FINAL JUDGMENT ENTERED IN CALIFORNIA SB1 CASE
On remand from the U.S. Court of Appeals for the Ninth Circuit, the U.S. District Court for the Eastern District of California has entered a Final Judgment and Permanent Injunction in the case originally styled American Bankers Association v. Lockyer (now styled American Bankers Association v. Brown), ending over four years of litigation over the California Financial Information Privacy
Act, Cal. Fin. Code §§ 4050 et seq. (commonly known as “SB1”). The district court opinion provides no additional guidance regarding
what information sharing practices are not subject to preemption beyond what the Ninth Circuit stated in its 2005 decision. To recap:
April 2004: Case filed in Eastern District of California.

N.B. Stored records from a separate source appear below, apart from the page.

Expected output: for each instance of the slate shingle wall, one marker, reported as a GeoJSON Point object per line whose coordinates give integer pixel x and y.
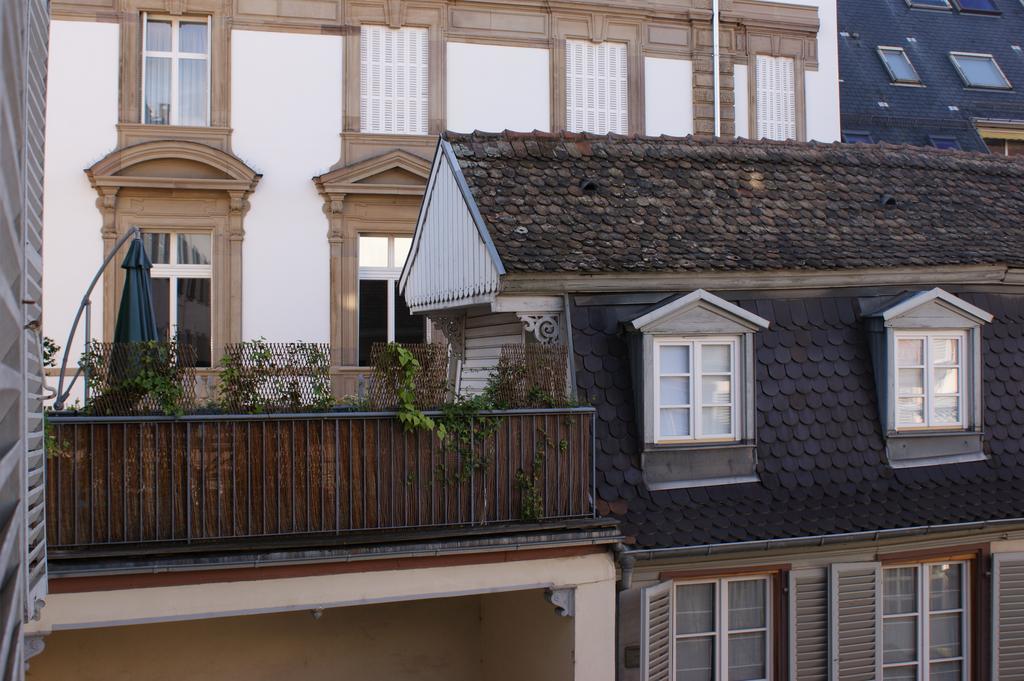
{"type": "Point", "coordinates": [821, 455]}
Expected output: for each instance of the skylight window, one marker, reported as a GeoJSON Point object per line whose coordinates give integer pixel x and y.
{"type": "Point", "coordinates": [979, 71]}
{"type": "Point", "coordinates": [898, 65]}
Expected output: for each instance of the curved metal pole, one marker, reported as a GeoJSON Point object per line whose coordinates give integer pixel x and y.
{"type": "Point", "coordinates": [58, 403]}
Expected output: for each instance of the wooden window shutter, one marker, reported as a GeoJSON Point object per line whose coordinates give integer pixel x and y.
{"type": "Point", "coordinates": [393, 80]}
{"type": "Point", "coordinates": [1008, 620]}
{"type": "Point", "coordinates": [809, 625]}
{"type": "Point", "coordinates": [776, 97]}
{"type": "Point", "coordinates": [655, 619]}
{"type": "Point", "coordinates": [596, 87]}
{"type": "Point", "coordinates": [855, 622]}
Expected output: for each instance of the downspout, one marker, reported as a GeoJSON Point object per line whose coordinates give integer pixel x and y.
{"type": "Point", "coordinates": [716, 57]}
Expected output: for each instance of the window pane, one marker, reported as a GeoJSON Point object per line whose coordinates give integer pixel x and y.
{"type": "Point", "coordinates": [747, 656]}
{"type": "Point", "coordinates": [675, 422]}
{"type": "Point", "coordinates": [195, 317]}
{"type": "Point", "coordinates": [747, 604]}
{"type": "Point", "coordinates": [675, 390]}
{"type": "Point", "coordinates": [911, 381]}
{"type": "Point", "coordinates": [408, 328]}
{"type": "Point", "coordinates": [910, 411]}
{"type": "Point", "coordinates": [910, 351]}
{"type": "Point", "coordinates": [373, 252]}
{"type": "Point", "coordinates": [401, 246]}
{"type": "Point", "coordinates": [946, 581]}
{"type": "Point", "coordinates": [195, 249]}
{"type": "Point", "coordinates": [899, 590]}
{"type": "Point", "coordinates": [945, 635]}
{"type": "Point", "coordinates": [694, 608]}
{"type": "Point", "coordinates": [900, 638]}
{"type": "Point", "coordinates": [945, 350]}
{"type": "Point", "coordinates": [716, 389]}
{"type": "Point", "coordinates": [716, 421]}
{"type": "Point", "coordinates": [373, 316]}
{"type": "Point", "coordinates": [158, 36]}
{"type": "Point", "coordinates": [158, 247]}
{"type": "Point", "coordinates": [193, 92]}
{"type": "Point", "coordinates": [192, 37]}
{"type": "Point", "coordinates": [158, 90]}
{"type": "Point", "coordinates": [694, 660]}
{"type": "Point", "coordinates": [716, 358]}
{"type": "Point", "coordinates": [675, 359]}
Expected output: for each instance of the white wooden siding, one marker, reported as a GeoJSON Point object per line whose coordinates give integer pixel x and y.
{"type": "Point", "coordinates": [450, 262]}
{"type": "Point", "coordinates": [776, 97]}
{"type": "Point", "coordinates": [596, 87]}
{"type": "Point", "coordinates": [485, 335]}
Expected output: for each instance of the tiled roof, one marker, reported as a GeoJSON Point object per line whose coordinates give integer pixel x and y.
{"type": "Point", "coordinates": [590, 204]}
{"type": "Point", "coordinates": [820, 451]}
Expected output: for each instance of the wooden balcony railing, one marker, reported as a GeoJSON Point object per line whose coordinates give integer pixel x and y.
{"type": "Point", "coordinates": [128, 480]}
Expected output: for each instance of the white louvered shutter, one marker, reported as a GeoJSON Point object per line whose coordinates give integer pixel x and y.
{"type": "Point", "coordinates": [596, 87]}
{"type": "Point", "coordinates": [655, 616]}
{"type": "Point", "coordinates": [855, 622]}
{"type": "Point", "coordinates": [393, 80]}
{"type": "Point", "coordinates": [1008, 587]}
{"type": "Point", "coordinates": [809, 613]}
{"type": "Point", "coordinates": [776, 97]}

June 2004: Eastern District held SB1 not preempted by federal Fair Credit Reporting Act (FCRA) and granted summary judgment for defendants, who then included Attorney General Bill Lockyer, Department of Financial Institutions Commissioner Howard Gould, Department of Corporations Commissioner William P. Wood and Department of Insurance Commissioner John Garamendi. (See DLT Alert dated July 1, 2004.)

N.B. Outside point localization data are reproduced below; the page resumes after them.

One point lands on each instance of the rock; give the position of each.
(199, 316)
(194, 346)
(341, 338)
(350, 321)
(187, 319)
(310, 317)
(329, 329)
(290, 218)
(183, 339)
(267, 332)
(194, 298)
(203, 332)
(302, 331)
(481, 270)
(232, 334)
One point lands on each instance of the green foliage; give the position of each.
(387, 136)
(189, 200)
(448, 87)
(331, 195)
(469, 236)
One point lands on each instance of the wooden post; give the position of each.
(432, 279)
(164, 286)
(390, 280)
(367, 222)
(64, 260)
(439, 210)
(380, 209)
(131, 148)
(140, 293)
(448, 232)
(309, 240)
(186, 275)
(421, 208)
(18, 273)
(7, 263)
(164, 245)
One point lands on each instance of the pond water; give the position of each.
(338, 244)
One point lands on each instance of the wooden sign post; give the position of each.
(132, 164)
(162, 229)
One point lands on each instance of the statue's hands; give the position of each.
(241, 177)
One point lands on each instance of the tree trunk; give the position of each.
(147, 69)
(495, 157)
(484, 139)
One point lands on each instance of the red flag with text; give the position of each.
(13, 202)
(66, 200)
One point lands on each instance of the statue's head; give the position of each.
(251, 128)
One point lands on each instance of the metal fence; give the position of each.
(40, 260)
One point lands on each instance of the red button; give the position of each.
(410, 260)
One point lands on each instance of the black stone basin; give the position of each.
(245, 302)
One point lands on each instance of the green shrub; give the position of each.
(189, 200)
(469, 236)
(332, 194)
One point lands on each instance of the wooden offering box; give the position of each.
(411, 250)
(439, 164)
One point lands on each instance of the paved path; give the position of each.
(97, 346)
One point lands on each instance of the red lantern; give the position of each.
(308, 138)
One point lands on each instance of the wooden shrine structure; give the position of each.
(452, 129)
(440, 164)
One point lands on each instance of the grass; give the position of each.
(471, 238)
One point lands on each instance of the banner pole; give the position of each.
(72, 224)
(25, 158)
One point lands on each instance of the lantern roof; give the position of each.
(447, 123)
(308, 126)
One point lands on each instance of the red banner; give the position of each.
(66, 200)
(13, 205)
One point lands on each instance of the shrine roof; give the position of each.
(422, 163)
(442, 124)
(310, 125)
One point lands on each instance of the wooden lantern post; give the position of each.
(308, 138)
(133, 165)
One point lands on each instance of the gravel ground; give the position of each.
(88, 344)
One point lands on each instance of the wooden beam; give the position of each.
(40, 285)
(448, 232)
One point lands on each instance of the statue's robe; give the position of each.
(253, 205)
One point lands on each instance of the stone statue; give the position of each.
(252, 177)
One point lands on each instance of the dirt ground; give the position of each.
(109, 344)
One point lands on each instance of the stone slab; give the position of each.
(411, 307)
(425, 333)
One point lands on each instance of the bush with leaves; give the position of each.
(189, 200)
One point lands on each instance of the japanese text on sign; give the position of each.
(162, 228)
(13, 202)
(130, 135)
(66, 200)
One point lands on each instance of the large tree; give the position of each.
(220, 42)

July 2004: Plaintiffs appeal to Ninth Circuit.
June 2005: Ninth Circuit reversed and remanded, declaring that FCRA preempts at least some part of SB1. (See DLT Alert dated June 20, 2005.)
October 2005: On remand, Eastern District (i) determined no portion of Section 4053(b)(1) survives preemption, (ii) granted declaratory judgment for plaintiffs and (iii) permanently enjoined enforcement of SB1 to extent preempted by FCRA preemption provision. (See DLT Alert dated October 5, 2005.)
November 2005: Defendants appeal to Ninth Circuit.
September 2008: Ninth Circuit held SB1 has “non-preempted applications” and California law requires court to reform the law to sever its preempted applications. (See DLT Alert dated September 11, 2008.)
The two-page Final Judgment and Permanent Injunction issued on October 27, 2008 quotes directly from the Ninth District’s 2005 opinion, American Bankers Association v. Gould, 412 F.3d 1081, 1087 (2005), and holds that:
(1) California Financial Code § 4053(b)(1) (i.e., the affiliate-sharing provision of SB1) is preempted by 15 U.S.C. § 1681t(b)(2) (i.e., the FCRA preemption provision) “insofar as it attempts to regulate the communication between affiliates of ‘information,’ as that term is used in [15 U.S.C.] § 1681a(d)(1)” of the FCRA (i.e., the definition of “consumer report”); and
(2) To the extent that Section 4053(b)(1) is preempted, Defendants (including Attorney General Edmund G. Brown Jr., Department of Financial Institutions Commissioner William S. Haraf, Department of Corporations Commissioner Preston Dufauchard and Department of
Insurance Commissioner Steve Poizner) and their successors and agents are permanently enjoined from enforcing or taking any other action under Section 4053(b)(1).
The Final Judgment does not address (i) what “non-preempted applications” Section 4053(b)(1) may have or (ii) whether and how Section 4053(b)(1) attempts to regulate the communication between affiliates of “information,” as that term is used in the FCRA definition of “consumer report.” Such issues may remain unresolved until tested in enforcement actions and/or litigation.